Cet avis non contraignant pourrait apporter de l'eau au moulin de Maurice qui réclame le retour des Chagos dans son giron et estime que Londres "a illégalement démembré" son territoire.
La séparation de l'archipel de 55 îles dont seules trois sont habitées a été suivie de l'expulsion d'environ 2.000 Chagossiens vers l'île Maurice et les Seychelles pour faire place à la base militaire de Diego Garcia.
L'avocat général de Maurice, Philippe Sands, a diffusé lundi au tribunal une vidéo présentant le témoignage émouvant d'une Chagossienne expulsée, Marie Elyse, qui a fait part, en pleurs de sa volonté de retourner "sur son île de naissance".
Le Royaume-Uni s'était servi des pourparlers sur l'indépendance de ce territoire semi-autonome pour parvenir à ses fins, tout en versant une somme de 3 millions de livres de l'époque en échange des Chagos.

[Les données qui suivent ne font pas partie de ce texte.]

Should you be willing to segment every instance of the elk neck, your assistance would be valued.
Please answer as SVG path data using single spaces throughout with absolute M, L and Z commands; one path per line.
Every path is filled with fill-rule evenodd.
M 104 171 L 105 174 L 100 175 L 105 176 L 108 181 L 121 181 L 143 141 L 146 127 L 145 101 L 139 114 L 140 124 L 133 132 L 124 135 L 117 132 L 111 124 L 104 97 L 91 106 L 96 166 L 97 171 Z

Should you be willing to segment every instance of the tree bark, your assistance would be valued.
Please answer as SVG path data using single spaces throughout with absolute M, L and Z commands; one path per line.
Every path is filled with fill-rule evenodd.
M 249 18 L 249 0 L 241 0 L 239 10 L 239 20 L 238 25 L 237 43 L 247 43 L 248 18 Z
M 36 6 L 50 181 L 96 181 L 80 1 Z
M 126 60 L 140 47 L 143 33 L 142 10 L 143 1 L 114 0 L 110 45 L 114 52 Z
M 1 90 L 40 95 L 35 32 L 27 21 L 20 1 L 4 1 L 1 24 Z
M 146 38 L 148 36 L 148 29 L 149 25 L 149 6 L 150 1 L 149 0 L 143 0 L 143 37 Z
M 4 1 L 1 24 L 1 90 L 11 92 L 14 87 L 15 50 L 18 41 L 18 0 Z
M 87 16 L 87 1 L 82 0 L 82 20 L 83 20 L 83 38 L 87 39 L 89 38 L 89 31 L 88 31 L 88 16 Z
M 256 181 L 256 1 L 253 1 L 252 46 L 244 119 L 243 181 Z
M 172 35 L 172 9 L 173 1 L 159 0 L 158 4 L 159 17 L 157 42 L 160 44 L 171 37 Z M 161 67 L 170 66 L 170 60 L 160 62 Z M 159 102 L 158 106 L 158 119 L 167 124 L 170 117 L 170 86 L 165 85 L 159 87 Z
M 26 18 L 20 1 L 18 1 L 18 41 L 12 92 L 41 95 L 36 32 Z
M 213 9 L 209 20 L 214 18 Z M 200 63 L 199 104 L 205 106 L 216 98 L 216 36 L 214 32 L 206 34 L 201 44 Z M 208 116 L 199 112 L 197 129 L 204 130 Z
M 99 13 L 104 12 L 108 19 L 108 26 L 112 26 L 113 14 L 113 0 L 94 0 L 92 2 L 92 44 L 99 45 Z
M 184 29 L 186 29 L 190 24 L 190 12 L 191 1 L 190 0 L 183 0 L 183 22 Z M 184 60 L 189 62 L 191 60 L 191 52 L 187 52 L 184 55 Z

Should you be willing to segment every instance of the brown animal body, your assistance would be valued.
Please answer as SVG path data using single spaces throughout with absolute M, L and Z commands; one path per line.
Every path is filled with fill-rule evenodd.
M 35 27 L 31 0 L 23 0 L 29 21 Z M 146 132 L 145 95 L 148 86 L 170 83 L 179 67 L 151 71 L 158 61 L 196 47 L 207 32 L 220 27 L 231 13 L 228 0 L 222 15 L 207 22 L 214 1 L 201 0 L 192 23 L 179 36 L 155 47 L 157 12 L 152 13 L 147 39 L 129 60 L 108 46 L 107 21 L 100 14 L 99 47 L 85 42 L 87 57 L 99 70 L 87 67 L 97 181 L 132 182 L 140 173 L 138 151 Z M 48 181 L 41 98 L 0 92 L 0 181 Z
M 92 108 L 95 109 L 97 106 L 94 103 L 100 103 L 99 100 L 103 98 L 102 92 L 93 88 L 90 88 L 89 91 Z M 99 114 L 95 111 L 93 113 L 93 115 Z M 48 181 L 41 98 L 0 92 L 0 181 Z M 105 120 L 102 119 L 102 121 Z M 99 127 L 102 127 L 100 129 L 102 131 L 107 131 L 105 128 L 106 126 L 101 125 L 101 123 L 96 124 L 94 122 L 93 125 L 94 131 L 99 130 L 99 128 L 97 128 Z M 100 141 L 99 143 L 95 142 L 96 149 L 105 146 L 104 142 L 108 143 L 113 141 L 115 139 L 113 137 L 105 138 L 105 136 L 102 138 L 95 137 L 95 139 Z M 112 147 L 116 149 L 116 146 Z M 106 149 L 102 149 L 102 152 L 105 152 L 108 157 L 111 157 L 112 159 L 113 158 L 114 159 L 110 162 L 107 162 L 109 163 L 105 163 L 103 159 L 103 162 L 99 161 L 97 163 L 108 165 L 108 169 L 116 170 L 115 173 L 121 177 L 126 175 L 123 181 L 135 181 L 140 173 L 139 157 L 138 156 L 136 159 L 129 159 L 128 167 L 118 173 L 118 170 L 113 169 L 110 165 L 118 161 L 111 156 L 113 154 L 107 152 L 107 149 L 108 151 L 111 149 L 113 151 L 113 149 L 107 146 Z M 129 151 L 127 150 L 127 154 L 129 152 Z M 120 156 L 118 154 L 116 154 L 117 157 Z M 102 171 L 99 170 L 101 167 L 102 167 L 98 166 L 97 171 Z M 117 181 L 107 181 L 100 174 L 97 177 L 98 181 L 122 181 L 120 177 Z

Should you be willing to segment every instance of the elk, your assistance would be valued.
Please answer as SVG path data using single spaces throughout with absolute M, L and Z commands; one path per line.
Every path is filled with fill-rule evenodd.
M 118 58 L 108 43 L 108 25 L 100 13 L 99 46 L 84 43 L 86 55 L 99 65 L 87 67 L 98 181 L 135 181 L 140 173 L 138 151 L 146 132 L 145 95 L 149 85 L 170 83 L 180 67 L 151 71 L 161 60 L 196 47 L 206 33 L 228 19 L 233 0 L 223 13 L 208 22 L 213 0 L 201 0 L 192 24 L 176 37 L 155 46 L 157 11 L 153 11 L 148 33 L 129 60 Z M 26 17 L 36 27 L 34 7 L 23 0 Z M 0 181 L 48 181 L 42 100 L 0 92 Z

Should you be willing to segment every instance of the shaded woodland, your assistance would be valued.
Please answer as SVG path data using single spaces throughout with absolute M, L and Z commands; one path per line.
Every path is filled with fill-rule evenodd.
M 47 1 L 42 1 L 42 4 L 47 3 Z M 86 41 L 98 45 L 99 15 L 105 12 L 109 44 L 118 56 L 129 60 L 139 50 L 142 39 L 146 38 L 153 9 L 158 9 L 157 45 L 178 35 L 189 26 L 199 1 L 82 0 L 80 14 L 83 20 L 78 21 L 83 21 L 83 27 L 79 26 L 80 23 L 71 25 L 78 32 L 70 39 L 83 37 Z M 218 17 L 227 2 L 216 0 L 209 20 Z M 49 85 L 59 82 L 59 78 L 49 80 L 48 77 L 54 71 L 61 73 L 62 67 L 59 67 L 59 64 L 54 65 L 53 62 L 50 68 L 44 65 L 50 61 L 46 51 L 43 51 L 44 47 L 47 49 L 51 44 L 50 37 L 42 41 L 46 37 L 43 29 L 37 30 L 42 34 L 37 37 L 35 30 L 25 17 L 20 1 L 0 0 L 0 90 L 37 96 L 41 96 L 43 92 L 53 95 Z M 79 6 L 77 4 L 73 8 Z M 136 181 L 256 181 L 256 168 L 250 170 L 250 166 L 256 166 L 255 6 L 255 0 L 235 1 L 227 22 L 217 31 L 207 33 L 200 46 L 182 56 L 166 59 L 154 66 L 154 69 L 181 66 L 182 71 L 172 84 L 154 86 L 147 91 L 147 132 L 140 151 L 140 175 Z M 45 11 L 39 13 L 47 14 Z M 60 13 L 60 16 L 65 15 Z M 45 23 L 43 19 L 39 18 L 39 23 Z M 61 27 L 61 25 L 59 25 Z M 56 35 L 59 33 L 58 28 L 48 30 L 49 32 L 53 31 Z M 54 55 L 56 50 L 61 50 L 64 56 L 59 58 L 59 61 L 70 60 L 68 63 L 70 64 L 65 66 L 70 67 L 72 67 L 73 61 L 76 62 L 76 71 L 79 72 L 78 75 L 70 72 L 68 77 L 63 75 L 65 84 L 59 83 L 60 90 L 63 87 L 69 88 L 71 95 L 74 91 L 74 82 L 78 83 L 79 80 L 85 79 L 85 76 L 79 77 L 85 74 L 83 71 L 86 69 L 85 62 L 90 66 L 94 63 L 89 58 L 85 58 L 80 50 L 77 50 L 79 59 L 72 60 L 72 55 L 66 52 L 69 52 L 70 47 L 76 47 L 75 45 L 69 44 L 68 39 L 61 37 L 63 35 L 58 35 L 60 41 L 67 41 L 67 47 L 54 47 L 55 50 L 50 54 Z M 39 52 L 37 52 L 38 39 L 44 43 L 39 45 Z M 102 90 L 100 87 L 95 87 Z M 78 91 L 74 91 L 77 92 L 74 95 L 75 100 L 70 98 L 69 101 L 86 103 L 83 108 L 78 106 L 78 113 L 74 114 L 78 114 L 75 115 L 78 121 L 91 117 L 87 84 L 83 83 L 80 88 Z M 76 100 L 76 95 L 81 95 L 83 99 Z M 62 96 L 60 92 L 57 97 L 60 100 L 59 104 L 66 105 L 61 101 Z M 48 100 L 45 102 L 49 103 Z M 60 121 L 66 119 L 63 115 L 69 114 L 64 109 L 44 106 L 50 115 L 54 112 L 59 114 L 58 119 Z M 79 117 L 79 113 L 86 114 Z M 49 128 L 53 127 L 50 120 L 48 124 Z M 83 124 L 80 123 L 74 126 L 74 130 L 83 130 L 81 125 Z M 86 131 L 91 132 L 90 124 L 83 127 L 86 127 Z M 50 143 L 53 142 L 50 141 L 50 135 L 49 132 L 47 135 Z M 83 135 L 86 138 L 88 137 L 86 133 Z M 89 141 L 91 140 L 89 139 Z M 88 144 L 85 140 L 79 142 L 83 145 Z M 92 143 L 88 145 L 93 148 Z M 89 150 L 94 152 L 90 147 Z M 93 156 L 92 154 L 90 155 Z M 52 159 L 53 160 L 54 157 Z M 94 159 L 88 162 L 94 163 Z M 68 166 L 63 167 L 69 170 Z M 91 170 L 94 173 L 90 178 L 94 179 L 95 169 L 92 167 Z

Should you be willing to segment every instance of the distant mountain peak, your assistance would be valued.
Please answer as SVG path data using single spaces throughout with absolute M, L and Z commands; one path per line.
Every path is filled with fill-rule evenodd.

Lundi, l'ex président Jugnauth a affirmé que la délégation mauricienne de l'époque n'avait eu droit "à aucune marge ni aucun choix" sur la question des Chagos.

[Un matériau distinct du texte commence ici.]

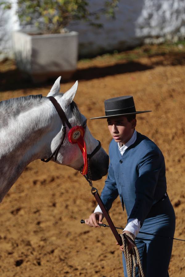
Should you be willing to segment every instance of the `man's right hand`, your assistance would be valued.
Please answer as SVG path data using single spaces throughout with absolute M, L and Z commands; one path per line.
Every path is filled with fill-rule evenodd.
M 89 218 L 85 219 L 85 224 L 91 227 L 99 227 L 100 226 L 98 223 L 103 224 L 102 220 L 104 218 L 103 214 L 100 212 L 96 212 L 92 214 Z

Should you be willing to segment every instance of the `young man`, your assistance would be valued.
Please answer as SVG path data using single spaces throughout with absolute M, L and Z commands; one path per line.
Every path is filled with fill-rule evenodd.
M 106 100 L 105 116 L 113 139 L 110 144 L 108 174 L 101 198 L 107 209 L 118 195 L 128 223 L 124 233 L 132 234 L 140 252 L 146 277 L 168 277 L 173 240 L 139 233 L 173 237 L 175 216 L 166 193 L 164 159 L 157 146 L 135 130 L 137 111 L 132 96 Z M 100 227 L 104 217 L 98 206 L 85 219 Z M 120 249 L 122 251 L 122 247 Z M 127 276 L 123 255 L 124 276 Z M 138 272 L 136 276 L 138 276 Z

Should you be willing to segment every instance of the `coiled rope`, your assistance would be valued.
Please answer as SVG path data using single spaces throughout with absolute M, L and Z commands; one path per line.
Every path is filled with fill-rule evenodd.
M 133 237 L 128 233 L 121 234 L 120 236 L 123 242 L 123 253 L 126 262 L 128 277 L 132 277 L 133 272 L 133 277 L 135 277 L 136 267 L 138 268 L 140 277 L 145 277 L 139 251 L 135 242 L 133 240 Z M 128 250 L 128 241 L 132 246 L 130 251 Z

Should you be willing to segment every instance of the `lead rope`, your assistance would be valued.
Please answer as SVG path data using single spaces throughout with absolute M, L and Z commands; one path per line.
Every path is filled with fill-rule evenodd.
M 139 253 L 135 242 L 135 246 L 133 246 L 129 251 L 128 250 L 127 237 L 129 237 L 133 240 L 132 235 L 128 233 L 126 234 L 125 233 L 121 234 L 120 236 L 123 242 L 123 254 L 126 262 L 128 277 L 132 277 L 133 272 L 133 277 L 135 277 L 136 268 L 137 267 L 138 268 L 139 277 L 145 277 L 140 259 Z
M 91 173 L 89 166 L 89 159 L 88 159 L 87 164 L 89 178 L 88 178 L 85 175 L 84 175 L 84 176 L 91 187 L 91 192 L 92 192 L 92 191 L 94 190 L 93 189 L 94 189 L 95 190 L 97 191 L 97 190 L 95 188 L 93 187 L 92 186 Z M 81 171 L 80 173 L 82 174 Z M 135 277 L 136 267 L 138 267 L 139 277 L 145 277 L 140 259 L 139 251 L 135 242 L 133 240 L 132 236 L 129 233 L 127 233 L 126 235 L 125 234 L 121 234 L 120 236 L 121 238 L 123 246 L 123 253 L 126 261 L 128 277 L 132 277 L 133 271 L 133 276 Z M 132 244 L 134 246 L 133 246 L 131 250 L 129 251 L 127 241 L 129 240 L 130 241 L 130 239 Z

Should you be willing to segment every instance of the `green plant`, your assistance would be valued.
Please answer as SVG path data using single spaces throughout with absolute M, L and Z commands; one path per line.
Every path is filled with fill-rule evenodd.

Lors de rencontres secrètes à Londres, le Premier ministre britannique de l'époque, Harold Wilson, avait voulu "faire peur" aux responsables mauriciens pour les forcer à cèder l'archipel convoité, a ajoué M. Jugnauth.
Guerre froide et 11-Septembre
Alors que la guerre froide s'intensifiait, le Royaume-Uni a établi au début des années 1970 une base militaire conjointe avec les États-Unis à Diego Garcia, la plus grande et la plus connue des Chagos. Depuis, la base - dont le bail court jusqu'en 2036 - a joué un rôle clé dans des opérations militaires américaines.
Le vote de la résolution sur la saisine de la CIJ était considéré comme un test de la capacité du Royaume-Uni à rallier ses voisins européens, un an après son référendum de sortie de l'UE.
Mais ce vote par 95 voix contre 15 a surtout été marqué par l'abstention de 65 pays dont de nombreux membres de l'Union européenne comme la France, l'Italie et l'Allemagne.
Londres, qui s'est à plusieurs reprises engagé à céder l'archipel des Chagos à Maurice lorsqu'il ne sera plus nécessaire à des fins de défense, a annoncé qu'il "défendrait fermement" sa position dans les débats s'ouvrant lundi.
Le Royaume-Uni a toutefois exclu en 2016 le retour des anciens habitants des Chagos et de leurs descendants.
Maurice, de son côté, dit vouloir éliminer les vestiges du colonialisme et estime que son indépendance ne sera complète qu'avec la restitution des Chagos.
Port-Louis reconnait néanmoins l'existence de la base de Diego Garcia et accepte son fonctionnement à l'avenir conformément au droit international.
La base a notamment servi aux campagnes de bombardement américaines en Afghanistan et en Irak. Elle a aussi été utilisée par la CIA comme centre d'interrogation de suspects capturés en Afghanistan après les attentats du 11 septembre 2001.